Original article was published by John Foxworthy on Deep Learning on Medium

If you want to know where you are going, then you need to know where you came from. Initial conditions matter, but datasets that rhyme are easier to predict future values than secular trends. Below is a contemporary model called **LSTM**.

In the early 1990’s, two German computer scientists, **Sepp Horchreiter** and **Jurgen Schmidhuber** created a **Recurrent Neural Network** for Deep Learning called **Long Short — Term Memory **or LSTM.

To elaborate, **Machine Learning** can be defined as software program that makes decisions without explicit programming, . . . so a layered version is called **Deep Learning**. The phrase Neural Network is often used to describe Deep Learning . . . because, the Human Nervous System, controls what the body does, i.e. Neural Network is like a Nervous System. Skipping forward, **Francois Chollet**, a French Engineer at Google created the below **Keras** in early 2015 that runs on top of **TensorFlow**, a symbolic math library, used for many research and production issues at **Google**. Today, LSTM is used for many **Sequence Modeling** tasks.

Our dataset is a single series of monthly sales with a mathematical property of **Stationarity** to assist **one version of LSTM** for our prediction. **The common tendency of an average and its variation around that average, if more or less constant, is Stationarity**. The visual confirmation above, can be furthered technically, with a **Unit Root** test for a **Stochastic Trend**, as per below.

A great **p — value** rejecting our **Null Hypothesis** of no effect on stationarity, . . . leaving us to accept the **Alternative Hypothesis**, which does claim there is an effect on stationarity, i.e. there is stationarity.

Separately, what if our dataset is **Non — Stationary**? Here is an example below from a separate dataset to prove our reasoning . . .

The above dataset in the blue line plot is the median Residential Housing price of my current hometown . . . and below it fails the technical test. There is a strong chance to use **Feature Engineering** to build a separate methodology in a Factor — Based Model to Predict Future Prices.

The blue — colored line plot with all negative statistical values does bend towards stationarity, as the beginning of time series in the late 1990’s show some stability . . . However, there is a horrible p — value to accept the Null Hypothesis, . . . i.e. null as in nothing . . . or no effect on stationarity . . . so definitely non — stationary. The recent half from 2020 and before, destroyed stationarity in this blue — colored dataset.

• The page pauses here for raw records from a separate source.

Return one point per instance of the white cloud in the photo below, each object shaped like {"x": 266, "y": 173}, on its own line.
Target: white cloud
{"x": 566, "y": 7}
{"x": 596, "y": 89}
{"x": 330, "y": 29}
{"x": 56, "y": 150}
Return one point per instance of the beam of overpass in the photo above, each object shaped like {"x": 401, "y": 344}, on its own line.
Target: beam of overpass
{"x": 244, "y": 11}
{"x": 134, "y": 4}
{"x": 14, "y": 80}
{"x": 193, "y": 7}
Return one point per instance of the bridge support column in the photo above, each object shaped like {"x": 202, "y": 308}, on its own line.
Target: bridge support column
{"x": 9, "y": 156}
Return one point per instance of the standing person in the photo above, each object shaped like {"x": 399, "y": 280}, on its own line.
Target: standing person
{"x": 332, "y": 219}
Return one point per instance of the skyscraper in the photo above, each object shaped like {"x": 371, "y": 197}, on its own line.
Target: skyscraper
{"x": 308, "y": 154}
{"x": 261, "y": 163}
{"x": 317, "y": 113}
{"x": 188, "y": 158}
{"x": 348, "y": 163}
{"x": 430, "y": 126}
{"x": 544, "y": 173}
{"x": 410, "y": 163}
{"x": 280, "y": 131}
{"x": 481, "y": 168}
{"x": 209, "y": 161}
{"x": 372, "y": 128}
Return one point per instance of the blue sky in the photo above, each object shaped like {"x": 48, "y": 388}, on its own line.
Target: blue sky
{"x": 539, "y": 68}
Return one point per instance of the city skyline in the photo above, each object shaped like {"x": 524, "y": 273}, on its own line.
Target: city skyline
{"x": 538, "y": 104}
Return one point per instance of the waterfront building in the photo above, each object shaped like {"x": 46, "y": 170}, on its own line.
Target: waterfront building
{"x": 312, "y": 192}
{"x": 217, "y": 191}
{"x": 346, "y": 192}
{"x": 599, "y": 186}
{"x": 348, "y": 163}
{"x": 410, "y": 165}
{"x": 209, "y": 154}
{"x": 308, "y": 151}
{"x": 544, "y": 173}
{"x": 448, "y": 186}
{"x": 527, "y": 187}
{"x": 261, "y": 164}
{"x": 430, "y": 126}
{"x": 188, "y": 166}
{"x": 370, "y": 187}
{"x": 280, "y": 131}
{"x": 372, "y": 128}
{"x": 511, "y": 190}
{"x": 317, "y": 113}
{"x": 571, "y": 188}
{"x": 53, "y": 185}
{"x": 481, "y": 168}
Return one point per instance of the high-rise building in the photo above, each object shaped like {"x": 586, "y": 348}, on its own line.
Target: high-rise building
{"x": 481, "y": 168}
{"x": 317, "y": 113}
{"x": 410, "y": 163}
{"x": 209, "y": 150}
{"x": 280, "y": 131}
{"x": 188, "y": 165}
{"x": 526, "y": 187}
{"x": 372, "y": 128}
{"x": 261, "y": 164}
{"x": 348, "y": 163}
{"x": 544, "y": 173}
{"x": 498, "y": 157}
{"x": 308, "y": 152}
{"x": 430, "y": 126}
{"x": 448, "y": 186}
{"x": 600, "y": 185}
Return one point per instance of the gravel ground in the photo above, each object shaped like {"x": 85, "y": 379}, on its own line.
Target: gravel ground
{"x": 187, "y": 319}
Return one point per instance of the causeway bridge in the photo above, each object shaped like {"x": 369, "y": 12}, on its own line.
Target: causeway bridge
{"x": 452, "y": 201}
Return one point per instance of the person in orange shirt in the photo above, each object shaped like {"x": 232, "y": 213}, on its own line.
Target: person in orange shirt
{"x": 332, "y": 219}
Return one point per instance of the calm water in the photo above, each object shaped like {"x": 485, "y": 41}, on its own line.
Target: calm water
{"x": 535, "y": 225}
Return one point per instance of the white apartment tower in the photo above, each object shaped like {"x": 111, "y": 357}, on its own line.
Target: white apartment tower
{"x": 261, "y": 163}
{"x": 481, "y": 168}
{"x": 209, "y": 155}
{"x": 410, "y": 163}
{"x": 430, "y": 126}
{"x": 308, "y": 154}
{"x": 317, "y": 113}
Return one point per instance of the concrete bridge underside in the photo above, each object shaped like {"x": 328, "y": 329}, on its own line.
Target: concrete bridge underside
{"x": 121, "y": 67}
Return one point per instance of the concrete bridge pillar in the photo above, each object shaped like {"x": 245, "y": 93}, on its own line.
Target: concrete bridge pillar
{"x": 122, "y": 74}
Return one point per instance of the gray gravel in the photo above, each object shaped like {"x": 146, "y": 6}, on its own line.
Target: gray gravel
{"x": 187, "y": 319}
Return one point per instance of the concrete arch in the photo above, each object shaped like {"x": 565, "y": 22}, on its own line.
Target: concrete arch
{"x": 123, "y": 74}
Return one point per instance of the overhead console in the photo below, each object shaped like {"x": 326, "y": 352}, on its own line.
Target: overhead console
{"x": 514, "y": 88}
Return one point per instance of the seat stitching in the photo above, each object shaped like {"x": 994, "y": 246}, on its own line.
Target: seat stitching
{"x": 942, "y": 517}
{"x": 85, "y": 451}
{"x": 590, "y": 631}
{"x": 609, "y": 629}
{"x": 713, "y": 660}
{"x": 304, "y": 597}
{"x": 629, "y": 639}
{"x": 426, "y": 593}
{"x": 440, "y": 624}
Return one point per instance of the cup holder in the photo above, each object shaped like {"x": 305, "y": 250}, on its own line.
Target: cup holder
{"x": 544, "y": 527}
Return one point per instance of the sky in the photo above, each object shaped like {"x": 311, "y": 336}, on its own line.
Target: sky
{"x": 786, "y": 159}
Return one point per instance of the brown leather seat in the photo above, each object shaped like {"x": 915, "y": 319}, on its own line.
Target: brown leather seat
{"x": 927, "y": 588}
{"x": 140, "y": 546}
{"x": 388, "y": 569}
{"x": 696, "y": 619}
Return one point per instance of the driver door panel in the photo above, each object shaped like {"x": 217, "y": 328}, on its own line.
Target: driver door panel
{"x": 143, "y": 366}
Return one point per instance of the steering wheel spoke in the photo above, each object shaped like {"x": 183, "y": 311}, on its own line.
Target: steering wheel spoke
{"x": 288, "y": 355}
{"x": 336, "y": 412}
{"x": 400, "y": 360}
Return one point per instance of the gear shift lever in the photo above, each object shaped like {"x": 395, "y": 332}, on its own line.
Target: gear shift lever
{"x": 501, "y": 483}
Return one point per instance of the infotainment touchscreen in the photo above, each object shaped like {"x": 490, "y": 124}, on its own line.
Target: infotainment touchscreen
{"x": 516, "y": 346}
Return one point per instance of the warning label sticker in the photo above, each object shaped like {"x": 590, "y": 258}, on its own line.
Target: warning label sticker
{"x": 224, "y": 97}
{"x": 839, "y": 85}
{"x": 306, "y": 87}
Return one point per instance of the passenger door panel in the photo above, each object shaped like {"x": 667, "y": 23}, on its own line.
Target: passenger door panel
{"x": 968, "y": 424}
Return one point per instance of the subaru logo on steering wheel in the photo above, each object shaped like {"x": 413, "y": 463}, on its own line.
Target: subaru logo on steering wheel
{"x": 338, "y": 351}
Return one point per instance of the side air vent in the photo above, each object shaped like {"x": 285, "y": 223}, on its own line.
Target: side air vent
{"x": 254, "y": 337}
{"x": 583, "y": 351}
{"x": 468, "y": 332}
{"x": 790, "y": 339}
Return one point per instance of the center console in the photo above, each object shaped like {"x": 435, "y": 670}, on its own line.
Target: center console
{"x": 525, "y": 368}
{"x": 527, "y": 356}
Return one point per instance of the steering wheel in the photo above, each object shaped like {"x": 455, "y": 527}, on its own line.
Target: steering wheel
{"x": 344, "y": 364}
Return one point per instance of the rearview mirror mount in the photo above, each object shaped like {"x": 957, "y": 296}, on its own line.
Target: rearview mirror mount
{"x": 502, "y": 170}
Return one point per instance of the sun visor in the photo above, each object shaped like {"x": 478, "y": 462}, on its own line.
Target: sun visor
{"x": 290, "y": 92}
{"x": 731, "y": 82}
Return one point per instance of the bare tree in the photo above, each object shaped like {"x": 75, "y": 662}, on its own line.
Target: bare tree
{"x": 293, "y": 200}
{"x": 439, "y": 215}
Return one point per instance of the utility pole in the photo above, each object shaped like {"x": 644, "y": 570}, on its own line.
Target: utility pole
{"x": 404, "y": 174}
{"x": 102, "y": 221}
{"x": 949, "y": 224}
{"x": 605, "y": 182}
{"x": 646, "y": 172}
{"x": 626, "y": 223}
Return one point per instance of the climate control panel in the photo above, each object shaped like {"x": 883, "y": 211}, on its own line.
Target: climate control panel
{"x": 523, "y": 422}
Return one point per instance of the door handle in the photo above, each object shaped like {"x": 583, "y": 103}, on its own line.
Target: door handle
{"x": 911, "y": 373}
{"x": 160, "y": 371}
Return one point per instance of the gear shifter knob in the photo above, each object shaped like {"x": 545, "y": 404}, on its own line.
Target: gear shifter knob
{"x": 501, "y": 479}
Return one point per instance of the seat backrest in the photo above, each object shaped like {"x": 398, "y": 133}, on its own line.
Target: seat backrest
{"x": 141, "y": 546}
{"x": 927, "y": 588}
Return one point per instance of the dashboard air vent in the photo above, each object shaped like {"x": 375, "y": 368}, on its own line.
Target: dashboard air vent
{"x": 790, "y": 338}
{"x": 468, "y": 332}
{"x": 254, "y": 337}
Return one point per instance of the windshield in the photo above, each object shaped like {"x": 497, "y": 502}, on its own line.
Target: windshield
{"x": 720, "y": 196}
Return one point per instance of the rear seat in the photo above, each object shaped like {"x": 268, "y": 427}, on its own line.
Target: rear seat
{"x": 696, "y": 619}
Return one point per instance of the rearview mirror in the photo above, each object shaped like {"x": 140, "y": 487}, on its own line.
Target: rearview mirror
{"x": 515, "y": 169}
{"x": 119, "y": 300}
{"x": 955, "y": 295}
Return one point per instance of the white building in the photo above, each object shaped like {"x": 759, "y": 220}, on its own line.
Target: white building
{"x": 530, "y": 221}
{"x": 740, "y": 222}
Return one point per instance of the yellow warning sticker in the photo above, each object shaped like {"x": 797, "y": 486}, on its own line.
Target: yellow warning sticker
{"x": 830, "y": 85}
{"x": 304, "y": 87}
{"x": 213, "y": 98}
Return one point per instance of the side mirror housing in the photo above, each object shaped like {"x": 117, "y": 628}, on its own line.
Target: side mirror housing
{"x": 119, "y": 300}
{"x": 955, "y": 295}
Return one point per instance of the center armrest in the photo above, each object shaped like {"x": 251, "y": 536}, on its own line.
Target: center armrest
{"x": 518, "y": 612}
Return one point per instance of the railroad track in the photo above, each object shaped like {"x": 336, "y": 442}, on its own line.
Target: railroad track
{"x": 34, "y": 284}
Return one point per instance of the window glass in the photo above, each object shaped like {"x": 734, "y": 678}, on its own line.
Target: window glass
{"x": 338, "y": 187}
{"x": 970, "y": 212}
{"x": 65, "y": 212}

Let’s begin with LSTM with the first dataset on monthly sales by differencing. Since there is a lack of prior work on Feature Engineering, then this leaves us with a lot **Data Preprocessing** work to run LSTM. Or in mathematics, this is called **Parameterization**, and we begin first with **Differencing**. We cannot accept the data as it is . . . we have to fit it. Fitting, does not involve changing, modifying or transforming the values of a single dataset. The preparation depends on an attribute of the dataset, which is **Linearity**. To put it another way, visually, . . . from the green line plot of monthly sales, there is a movement of each date from left to right . . . with one-unit increases causing the monthly sales, vertically, to move in straight lines . . . so this should help us in a **Linear Regression**.

After differencing the data in 12-month lags, then we need to test for historical contamination or use **Adjusted R — Squared **to ensure no **Serial Correlation**. No relationship of past values with present values. The purpose is to cross — validate the original single dataset in small parts to build a case for LSTM.

The rearrangement of the 12 lag moments and the linear regression runs raises the stationarity of the dataset. Fitting the data to the model to forecast future values . . . causes the accuracy score to increase to 0.837 to improve the project in the third attempt above.

Lastly, our statistical test now shows the strongest stationarity of all datasets with a strong p — value and similar negative statistical values. Let’s scale our generated features in a range to train our model.

After some transformation and scaling of the predicted value dataframe . . . we have our forecast.

Altogether, the Long Short — Term Memory model with Data Preprocessing can provide systematic sales forecasting to just about any organization.